Tudo bem, é sabido que a eletrificação dos veículos é ainda um processo global longo, de alguns vários anos, mais lento ou mais rápido a depender do poder aquisitivo de cada mercado ou mesmo das alternativas energéticas disponíveis neles para a descarbonização da mobilidade.

De qualquer forma, a roda da indústria não pode parar e há demandas imediatas, seja por força das legislações ambientais, especialmente dos maiores polos consumidores, da concorrência ou por parte de clientes mais entusiasmados e dispostos a arcar com algum troco adicional para “rodarem limpos” por aí.

Equacionar — agora — legislações, prazos, tecnologias, infraestrutura, produção e demanda tem sido o maior desafio dos fabricantes que enxergaram nos elétricos a bateria a rota preferencial, ou até exclusiva, para a descarbonização.

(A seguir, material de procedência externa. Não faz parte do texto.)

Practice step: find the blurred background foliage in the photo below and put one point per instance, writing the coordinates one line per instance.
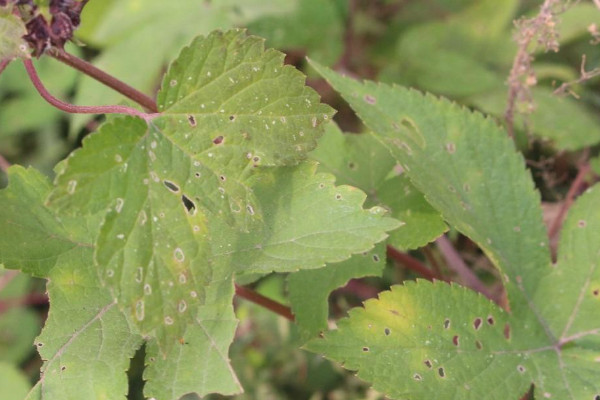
(460, 49)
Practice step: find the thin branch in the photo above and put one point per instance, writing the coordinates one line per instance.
(573, 190)
(411, 263)
(265, 302)
(456, 263)
(3, 65)
(83, 66)
(70, 108)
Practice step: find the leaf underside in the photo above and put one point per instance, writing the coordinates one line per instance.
(444, 339)
(148, 222)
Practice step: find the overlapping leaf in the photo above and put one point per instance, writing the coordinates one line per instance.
(170, 206)
(468, 170)
(12, 30)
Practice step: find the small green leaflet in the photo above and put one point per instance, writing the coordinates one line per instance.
(469, 171)
(148, 222)
(12, 30)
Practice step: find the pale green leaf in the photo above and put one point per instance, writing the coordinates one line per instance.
(12, 30)
(308, 221)
(467, 168)
(563, 120)
(227, 106)
(87, 342)
(289, 31)
(13, 382)
(424, 340)
(309, 289)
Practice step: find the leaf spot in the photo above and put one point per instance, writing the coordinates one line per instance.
(507, 331)
(119, 205)
(139, 310)
(178, 254)
(189, 205)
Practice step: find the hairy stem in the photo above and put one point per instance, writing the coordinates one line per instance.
(456, 263)
(70, 108)
(411, 263)
(83, 66)
(265, 302)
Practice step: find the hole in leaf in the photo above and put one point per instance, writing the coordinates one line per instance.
(507, 332)
(189, 205)
(171, 186)
(455, 340)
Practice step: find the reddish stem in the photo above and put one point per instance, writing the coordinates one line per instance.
(573, 190)
(3, 65)
(70, 108)
(410, 262)
(83, 66)
(265, 302)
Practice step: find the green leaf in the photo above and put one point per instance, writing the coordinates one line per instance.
(363, 161)
(308, 221)
(309, 289)
(567, 123)
(86, 339)
(13, 383)
(468, 170)
(149, 34)
(12, 30)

Mas um recente aspecto deixa esse caminho ainda mais pedregoso no curto e médio prazos: o valor desses mesmos veículos usados.

Não há mercado de novos sustentável sem o de usados igualmente robusto, afirmam os especialistas. E não é o que tem ocorrido, por exemplo, na Europa, segundo maior bloco consumidor global e epicentro de políticas públicas que buscam atenuar o impacto do transporte no meio ambiente.

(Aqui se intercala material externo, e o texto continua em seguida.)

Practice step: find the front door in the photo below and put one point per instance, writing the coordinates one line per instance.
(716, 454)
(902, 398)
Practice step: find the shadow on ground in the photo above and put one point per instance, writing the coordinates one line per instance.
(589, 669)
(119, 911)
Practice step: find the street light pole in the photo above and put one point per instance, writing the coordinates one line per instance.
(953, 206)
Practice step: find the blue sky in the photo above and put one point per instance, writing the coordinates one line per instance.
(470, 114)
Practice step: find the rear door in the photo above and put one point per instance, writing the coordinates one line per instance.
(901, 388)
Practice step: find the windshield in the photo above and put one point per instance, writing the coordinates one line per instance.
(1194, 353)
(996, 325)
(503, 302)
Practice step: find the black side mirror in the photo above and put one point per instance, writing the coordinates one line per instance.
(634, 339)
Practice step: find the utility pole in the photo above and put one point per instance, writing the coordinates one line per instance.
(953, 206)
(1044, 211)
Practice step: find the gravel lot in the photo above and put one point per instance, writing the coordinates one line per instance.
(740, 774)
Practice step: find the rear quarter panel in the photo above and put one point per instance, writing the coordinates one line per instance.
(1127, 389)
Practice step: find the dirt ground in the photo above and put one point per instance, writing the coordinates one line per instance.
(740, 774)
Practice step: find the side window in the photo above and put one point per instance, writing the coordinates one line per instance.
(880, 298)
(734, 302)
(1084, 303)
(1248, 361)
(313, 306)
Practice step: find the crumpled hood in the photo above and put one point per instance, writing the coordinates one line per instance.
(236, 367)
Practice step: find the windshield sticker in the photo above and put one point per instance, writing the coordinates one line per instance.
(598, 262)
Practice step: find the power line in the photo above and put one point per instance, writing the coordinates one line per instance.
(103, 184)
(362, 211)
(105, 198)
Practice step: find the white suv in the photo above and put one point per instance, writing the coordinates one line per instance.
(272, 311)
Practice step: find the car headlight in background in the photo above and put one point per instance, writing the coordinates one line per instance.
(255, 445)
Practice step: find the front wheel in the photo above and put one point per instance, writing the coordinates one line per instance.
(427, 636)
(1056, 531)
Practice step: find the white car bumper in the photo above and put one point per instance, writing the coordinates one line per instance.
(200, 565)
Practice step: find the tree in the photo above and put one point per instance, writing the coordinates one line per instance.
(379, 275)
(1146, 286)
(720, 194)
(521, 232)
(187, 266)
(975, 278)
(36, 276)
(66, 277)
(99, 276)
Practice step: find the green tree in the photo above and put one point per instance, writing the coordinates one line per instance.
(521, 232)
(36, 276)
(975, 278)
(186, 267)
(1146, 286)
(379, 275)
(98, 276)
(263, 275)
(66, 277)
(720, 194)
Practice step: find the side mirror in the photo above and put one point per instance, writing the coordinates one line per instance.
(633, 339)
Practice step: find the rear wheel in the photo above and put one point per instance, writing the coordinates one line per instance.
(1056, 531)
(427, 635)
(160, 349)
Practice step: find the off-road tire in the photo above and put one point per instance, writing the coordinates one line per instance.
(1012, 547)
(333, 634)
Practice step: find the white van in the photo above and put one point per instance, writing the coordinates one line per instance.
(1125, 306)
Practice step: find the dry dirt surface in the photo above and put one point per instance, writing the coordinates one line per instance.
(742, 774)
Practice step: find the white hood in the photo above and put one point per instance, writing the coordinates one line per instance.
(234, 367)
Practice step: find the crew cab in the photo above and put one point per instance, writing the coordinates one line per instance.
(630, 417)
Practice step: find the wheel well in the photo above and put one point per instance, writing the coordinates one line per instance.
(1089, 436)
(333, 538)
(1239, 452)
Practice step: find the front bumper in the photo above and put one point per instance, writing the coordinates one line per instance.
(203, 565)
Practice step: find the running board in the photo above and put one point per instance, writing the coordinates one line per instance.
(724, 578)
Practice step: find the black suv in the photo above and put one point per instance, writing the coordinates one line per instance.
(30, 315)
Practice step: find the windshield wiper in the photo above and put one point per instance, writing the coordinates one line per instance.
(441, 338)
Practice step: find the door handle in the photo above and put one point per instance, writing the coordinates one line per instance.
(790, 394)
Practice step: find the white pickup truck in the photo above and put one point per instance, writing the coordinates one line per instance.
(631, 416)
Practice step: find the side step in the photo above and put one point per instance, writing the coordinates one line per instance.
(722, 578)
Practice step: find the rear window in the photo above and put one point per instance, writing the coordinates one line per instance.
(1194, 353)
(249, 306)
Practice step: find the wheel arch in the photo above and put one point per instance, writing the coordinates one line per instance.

Os preços dos carros de segunda mão movidos exclusivamente a bateria estão muito aquém do que imaginavam parceiras importantes das montadoras, como locadoras e empresas de leasing que adquiriram esses modelos para repasse a frotas corporativas de empresas interessadas na boa imagem e nos rankings ESG.

Com a redução promocional dos preços dos novos devido ao refluxo das vendas, clientes ainda insatisfeitos e desconfiados com a infraestrutura de recarga e subsídios e incentivos aqui e acolá, mesmo que intermitentes, à compra dos zero km, a desvalorização do elétrico usado é maior do que se imaginava inicialmente.

Como mostra reportagem da publicação especializada Automotive News Europe, os valores pedidos por alguns elétricos usados recuaram quase um terço no último ano.

É o caso, por exemplo, do Tesla Model 3 e do Audi e-tron, ambos com quedas superiores a 29%. Mas mesmo modelos “mais populares” também amargam tombos tão vexatórios quanto. O preço de um Volkswagen ID.3 usado recuou 25% e do Renault Zoe, 26%.

Com cotações cada vez mais declinantes, revendê-los, portanto, não tem sido bom negócio para as empresas de leasing, que já estão solicitando ajuda das próprias montadoras para atenuar financeiramente essas depreciações.

Algumas de suas clientes foram mais longe e já desmobilizaram parte da frota de elétricos — como a gigante locadora Hertz, em janeiro, que abriu mão de 20 mil unidades — e deixaram de ofertá-los a funcionários.

É justo questionar então o que acontecerá com os preços desses mesmos usados quando negociados como produtos de terceira mão, com menor período de garantia pela frente.

Mais: quando, simultaneamente, tecnologias mais eficientes já estarão disponíveis em grande escala e até por preços menores, como as baterias de estado sólido.

A obsolescência e o mercado não poupam nada, nem mesmo as boas intenções.